Doch diese bereits angedachte Entlastung käme nach Auskunft des Staatsrats Rieckhof frühestens 2018 zustande, wenn eine Verbindung der S-Bahn-Strecke mit der Linie U 4 an der geplanten Haltestelle Elbbrücken verwirklicht würde. Walters Stehnachbarin zuckt lächelnd ihre Schultern. "Ich stehe sogar gerne, weil ich den ganzen Tag sitzen muss", meint die junge Frau, die immer zu den Stoßzeiten unterwegs ist. "Nur wenn die S-Bahn aus irgendwelchen Gründen ausfällt, wird es mit dem Schienenersatzverkehr lästig." Allerdings sei auch das nicht so dramatisch wie die Situation in anderen internationalen Großstädten. Und so richtig voll, sagt sie, sei die S 3 nur bei Heimspielen des HSV. "Da steht man dann in der Tat dicht gepresst. Im Berufsverkehr habe ich das jedoch noch nie erlebt, auch morgens nicht."

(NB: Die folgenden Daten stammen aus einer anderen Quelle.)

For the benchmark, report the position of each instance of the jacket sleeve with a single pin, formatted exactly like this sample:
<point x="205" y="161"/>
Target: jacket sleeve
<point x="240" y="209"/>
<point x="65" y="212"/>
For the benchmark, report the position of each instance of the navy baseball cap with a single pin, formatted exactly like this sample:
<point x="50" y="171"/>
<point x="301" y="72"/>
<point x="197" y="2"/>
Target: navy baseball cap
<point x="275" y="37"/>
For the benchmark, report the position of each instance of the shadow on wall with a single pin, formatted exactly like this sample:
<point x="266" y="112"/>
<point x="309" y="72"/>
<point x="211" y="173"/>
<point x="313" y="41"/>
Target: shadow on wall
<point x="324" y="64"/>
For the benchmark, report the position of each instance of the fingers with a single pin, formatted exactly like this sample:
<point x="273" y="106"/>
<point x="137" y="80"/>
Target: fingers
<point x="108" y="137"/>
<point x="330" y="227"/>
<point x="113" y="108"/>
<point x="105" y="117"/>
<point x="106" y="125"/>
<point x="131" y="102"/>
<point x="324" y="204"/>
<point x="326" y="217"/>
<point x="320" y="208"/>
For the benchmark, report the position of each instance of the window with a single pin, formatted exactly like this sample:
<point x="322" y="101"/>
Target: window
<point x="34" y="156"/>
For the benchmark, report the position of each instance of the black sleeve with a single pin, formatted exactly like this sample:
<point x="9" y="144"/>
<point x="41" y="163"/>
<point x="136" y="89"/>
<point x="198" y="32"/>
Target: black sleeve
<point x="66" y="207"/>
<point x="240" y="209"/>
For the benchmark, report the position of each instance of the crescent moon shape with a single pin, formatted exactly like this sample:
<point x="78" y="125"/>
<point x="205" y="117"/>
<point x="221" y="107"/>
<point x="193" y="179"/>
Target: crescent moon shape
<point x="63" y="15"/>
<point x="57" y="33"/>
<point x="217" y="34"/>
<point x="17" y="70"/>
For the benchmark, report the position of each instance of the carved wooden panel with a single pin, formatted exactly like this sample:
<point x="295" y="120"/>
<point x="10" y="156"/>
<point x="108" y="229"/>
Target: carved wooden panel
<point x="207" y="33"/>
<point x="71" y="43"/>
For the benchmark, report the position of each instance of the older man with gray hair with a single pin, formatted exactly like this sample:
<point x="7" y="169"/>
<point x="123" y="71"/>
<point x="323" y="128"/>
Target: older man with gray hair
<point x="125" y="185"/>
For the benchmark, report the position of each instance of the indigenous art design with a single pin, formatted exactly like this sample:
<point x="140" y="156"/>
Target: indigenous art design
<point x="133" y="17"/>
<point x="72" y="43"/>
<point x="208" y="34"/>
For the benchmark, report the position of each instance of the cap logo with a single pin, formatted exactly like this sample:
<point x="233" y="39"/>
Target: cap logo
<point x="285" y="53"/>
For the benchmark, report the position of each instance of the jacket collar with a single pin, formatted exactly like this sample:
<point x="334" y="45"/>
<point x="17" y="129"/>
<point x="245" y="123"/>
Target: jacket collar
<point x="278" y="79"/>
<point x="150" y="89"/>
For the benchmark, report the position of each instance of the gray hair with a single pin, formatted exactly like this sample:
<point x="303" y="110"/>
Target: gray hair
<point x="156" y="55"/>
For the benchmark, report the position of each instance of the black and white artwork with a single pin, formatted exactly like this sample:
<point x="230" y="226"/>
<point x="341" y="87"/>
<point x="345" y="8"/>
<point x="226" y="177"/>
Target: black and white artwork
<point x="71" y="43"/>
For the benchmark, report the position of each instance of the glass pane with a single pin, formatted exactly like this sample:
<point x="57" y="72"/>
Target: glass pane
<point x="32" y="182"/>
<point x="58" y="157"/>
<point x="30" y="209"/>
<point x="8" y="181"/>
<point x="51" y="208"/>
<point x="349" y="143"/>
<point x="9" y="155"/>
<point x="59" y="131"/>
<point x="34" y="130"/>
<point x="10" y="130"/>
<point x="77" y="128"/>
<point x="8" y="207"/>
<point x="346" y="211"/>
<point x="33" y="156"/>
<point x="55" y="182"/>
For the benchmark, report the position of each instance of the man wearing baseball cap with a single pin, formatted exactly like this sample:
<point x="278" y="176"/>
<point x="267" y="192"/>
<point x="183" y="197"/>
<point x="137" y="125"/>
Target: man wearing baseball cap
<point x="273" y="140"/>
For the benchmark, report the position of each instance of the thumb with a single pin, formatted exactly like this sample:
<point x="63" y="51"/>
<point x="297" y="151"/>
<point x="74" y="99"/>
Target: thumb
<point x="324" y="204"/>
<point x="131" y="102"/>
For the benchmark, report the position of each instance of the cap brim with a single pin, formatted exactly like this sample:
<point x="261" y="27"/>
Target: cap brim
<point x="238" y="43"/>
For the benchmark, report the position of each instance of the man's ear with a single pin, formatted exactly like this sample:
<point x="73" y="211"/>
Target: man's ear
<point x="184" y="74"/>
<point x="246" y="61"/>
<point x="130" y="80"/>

Das bestätigt auch eine Controllerin bei der Deutschen Shell, die in der Harburger Raffinerie arbeitet und in Hoheluft lebt. "Bei Bombenalarm in Wilhelmsburg, was ja öfter mal vorkommt, oder überhaupt im Notfall bricht die Verbindung komplett zusammen." Insgesamt sei das Busfahren sowieso weitaus stressiger als das S-Bahn-Fahren. "Ich wünsche mir allerdings klare Ansagen und Informationen, wenn es mal eine Panne gibt."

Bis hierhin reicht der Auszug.